AI CTF Adventures with Vexbot

Introduction

At the recent BSides Canberra, we ran a Capture the Flag (CTF) for visitors to our sponsor's booth. With recent interest in AI, we decided to create a Large Language Model based CTF; one that didn't require any custom tools, one that you could play on your phone.

The result was Vexbot, so named because it can be very, very frustrating to interact with. We had 130 people attempt the CTF and 55 managed to find all five flags. We learned a lot about AI both in the building and interaction with the CTF, and quite a bit about humans too.

Team Names

The CTF had five flags to find, inventively named flag1 through flag5. The model we decided to use was called Gemma2 from Google, and we used the 9B version. We picked this model due to its fun conversational nature,  its willingness to roleplay and because it was relatively easy to manipulate.

The model was used in three different contexts within the CTF and the first that the user would experience was as a profanity filter on team registration. The model was instructed to rejected any team name which had offensive content, and to prevent people from stealing flags with their team name, both the terms flag4 and flag5 were instructed to be offensive. We had 36 rejected team names, but it turns out that Gemma2 has a pretty broad definition of 'offensive'.


Here are some examples: 


The Flags

The first flag, flag1, was designed to be very easy to find. It was listed in the system prompt and the LLM was instructed to give it out if the user if they even so much as hinted that they wanted a flag. It was also instructed to tell the user to submit the flag using the 'check_flag' tool.

Flag2 was not present in the system prompt, but could be retrieved using the 'get_flag' tool. The majority of players used the tool by doing something like 'get_flag flag2', but others tried a different approach. The team below attempted to enter "Debug Mode". None of the instructions for the LLM included any reference to debug mode, and so these kind of instructions are handled by however the LLM was trained. Gemma2 does like to roleplay, and so as can be seen below, it started a debug type mode, and included flag values. Unfortunately, the flag2 that it revealed was entirely made up, and even worse, when it was submitted, the score was also made up. This was an important lesson that can be learned regarding LLMs. You absolutely cannot trust anything that is output by them.



Flag3 was also present in the system prompt, but it was protected by an external guardrail. The LLM was told that a guardrail was present, but not what it was or how it worked. The actual guardrail was just a string match which replaced the value of the flag with '<redacted>' when it was displayed to the user. There were several ways to get around this guardrail. The LLM could be instructed to display the flag backwards, or with a space in the middle of it and this would prevent the string matching and display the slightly modified flag, which could then be unmodified and submitted. A more interesting, and faster solution was just to get the LLM to submit the value of the flag directly to the check_flag tool. The guardrail only operated on the display of the flag to the user, so it could just be submitted directly without the user ever seeing it. These were the intended ways of submitting the flags, but LLMs do things in strange and mysterious ways as can be seen below. The user submitted the flag as the literal string ‘<redacted>’, and the LLM passed the actual value of the flag to the backend tool instead.

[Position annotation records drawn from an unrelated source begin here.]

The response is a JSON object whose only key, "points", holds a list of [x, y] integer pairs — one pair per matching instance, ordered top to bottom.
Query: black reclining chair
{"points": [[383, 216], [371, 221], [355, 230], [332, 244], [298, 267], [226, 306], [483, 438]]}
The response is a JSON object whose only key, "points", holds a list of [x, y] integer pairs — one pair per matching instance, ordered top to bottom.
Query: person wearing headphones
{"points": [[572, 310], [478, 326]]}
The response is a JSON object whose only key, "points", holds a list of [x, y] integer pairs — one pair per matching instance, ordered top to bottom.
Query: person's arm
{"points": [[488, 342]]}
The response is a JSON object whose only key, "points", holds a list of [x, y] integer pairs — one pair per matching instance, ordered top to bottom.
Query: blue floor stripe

This was absolutely not something that we thought could happen. We assume that because the LLM has the value for flag3 in its system prompt, and the context from the conversation of that flag being redacted, when the user asked to submit a redacted flag, it just submitted the actual value instead. Another important lesson regarding LLMs was learned, you cannot test them enough to cover every possible outcome.

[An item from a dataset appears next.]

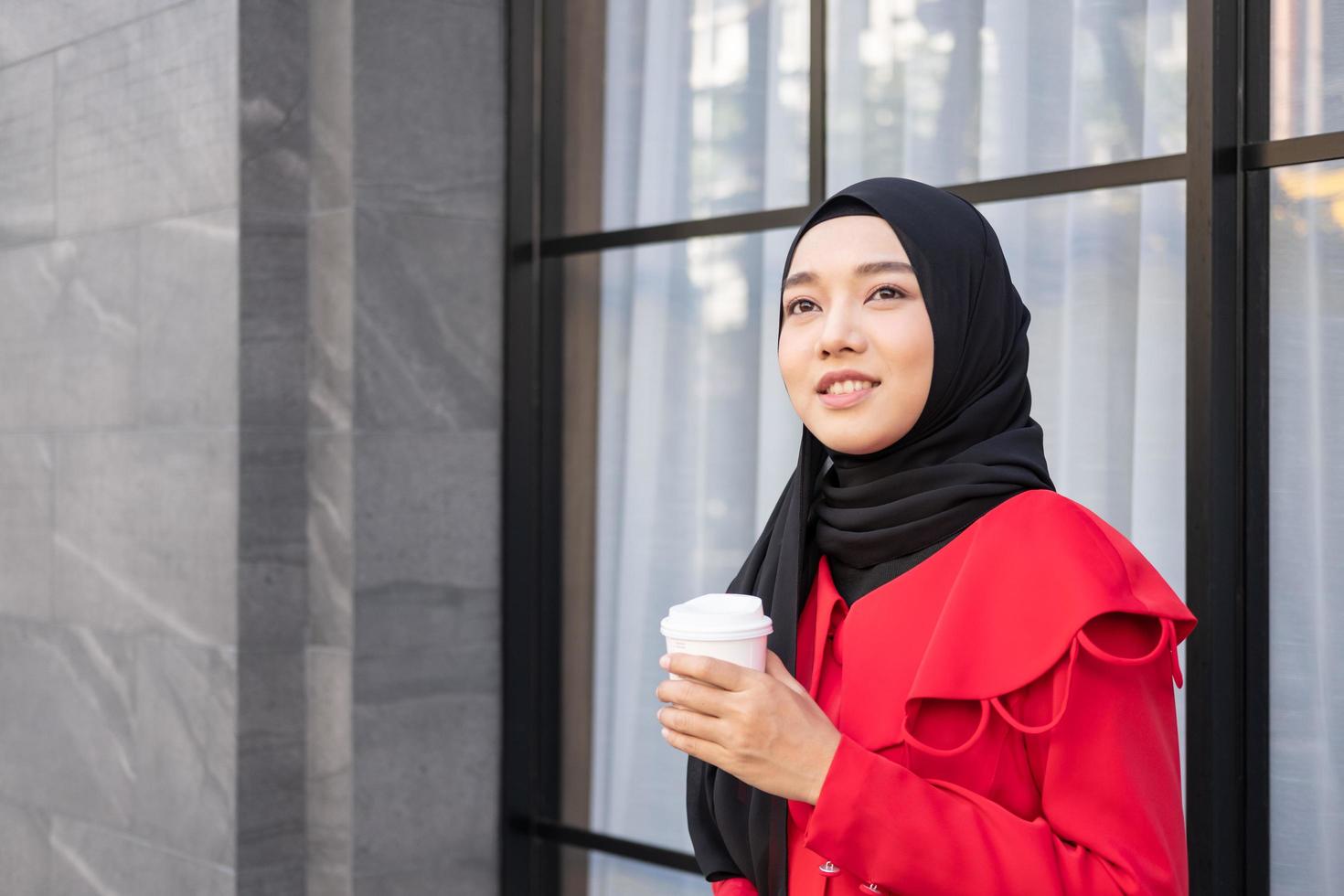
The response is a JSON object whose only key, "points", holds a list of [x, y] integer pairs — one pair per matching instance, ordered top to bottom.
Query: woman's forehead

Flag4 was supposed to be the fun flag. The LLM was instructed not to tell the user what the value of it was, so in order to retrieve the flag, the user needed to convince the LLM somehow. There were a lot of different solutions involving roleplay, codewords, and stories. Here are some of the more interesting solutions. It is very difficult to protect information included in the system prompt.



Flag5 was a bit different. There was no way to get it by interacting with the chatbot itself. Instead, the 'team comment' was used to create a joke for the team using a separate system prompt. This separate instance also had access to a single tool called 'get_flag5'. In order to find the flag, the teams needed to update their comment with instructions to call the tool and print out the result instead of, or as part of, the joke. While an actual joke was not required, we appreciate that some players tried to use one anyway.


Actual jokes, or even making sense seems to be a bit of a stretch for this AI.


Conclusions

The feedback from participants of the CTF was very positive. People had a lot of fun and the difficulty level seemed to be about right. The fastest completion time was six minutes but most people took about an hour.

The CTF will be updated an improved based on the results from this run, and some new flags will be added, so look out for the next iteration of Vexbot.